We attempted a little parametric study to optimize our UAV's flight time using the motors, propellers, and # of batteries as our controllable variables. First we optimized the rotor/motor combinations which is described in another thread. Then we decided to optimize our battery count by incrimentally adding 6000 mAh batteries to our hexacopter, flying it, and calculating flight time based on the current draw and vehicle charge capacity. After doing a few iterations at 1, 4, 5, and 6 batteries, we were able to generate the following curves. Our optimal vehicle weight ended up around 8.5 lbs. We thought this would be interesting and worth sharing. Enjoy!
Is your graph of flight time (red) saying you obtained >40 min with 5 batteries in parallel?
I think that is what your data is saying.
Why not go ahead and do 2 and 3 batteries? (or did you and left out the data points?)
Regardless, thank you for the effort and information.
That is indeed what the graph is saying. We didn't do 2 and 3 batteries simply because we didn't have the time. We were only intersted in finding the optimal point which we were lucky and ended up finding in the first 3 tries! I hope this information is somewhat useful. I should be able to mod the data in such a way that you can optimize your vehicle based on the power densities of the batteries. That may make things a little more generic and useful.
ok, one question though. Did you run the batteries for a full flight as you ramped up more batteries in parallel. Your write indicates you added batteries and then calculated based on current draw. Did you in fact time the full flights? Its hard to tell from your write up whether you actually did the full flights for each battery count to yield the data.

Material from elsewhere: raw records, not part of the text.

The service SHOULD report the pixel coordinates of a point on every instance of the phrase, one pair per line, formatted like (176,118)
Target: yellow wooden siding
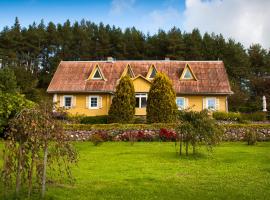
(81,107)
(141,85)
(140,111)
(194,102)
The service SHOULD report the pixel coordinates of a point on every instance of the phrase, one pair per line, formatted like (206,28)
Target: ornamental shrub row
(233,116)
(116,126)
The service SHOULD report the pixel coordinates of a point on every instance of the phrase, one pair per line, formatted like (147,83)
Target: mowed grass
(154,171)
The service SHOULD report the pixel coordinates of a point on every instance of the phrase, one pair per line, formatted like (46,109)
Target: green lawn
(154,171)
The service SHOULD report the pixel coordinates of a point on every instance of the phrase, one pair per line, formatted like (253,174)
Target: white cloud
(162,19)
(246,21)
(119,7)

If you did not, then I would suggest you do. The data may not be the same, I have seen as batteries drain the quad has to do more throttle increase to maintain hover, this causes a amp increase and this causes the batteries to drain quicker from mid-flight until the end of the flight. Ultimately this reduces the flight time as you go through mid-flight to end. If you did full flights then this is moot, but if you didn't then your data is not taking into account this situation of throttle increase from mid-flight. All FCs have to do this to compensate to maintain GPS hover or alt-hold hover. When I test my quads and ottos and hexas, i leave it at 50% throttle and put it into one of these modes, this guarantees I will get a good data analysis of flight time and represents what the FC must do to keep the quad in hover and level flight through out the whole flight. Again this is assuming you did not do full flights with each battery setup you reference above in the graph.
For the interest of time, we did not do full duration testing. I think you are 100% correct in your statement. We will do full duration testing at some point and update as needed. Thanks for the input!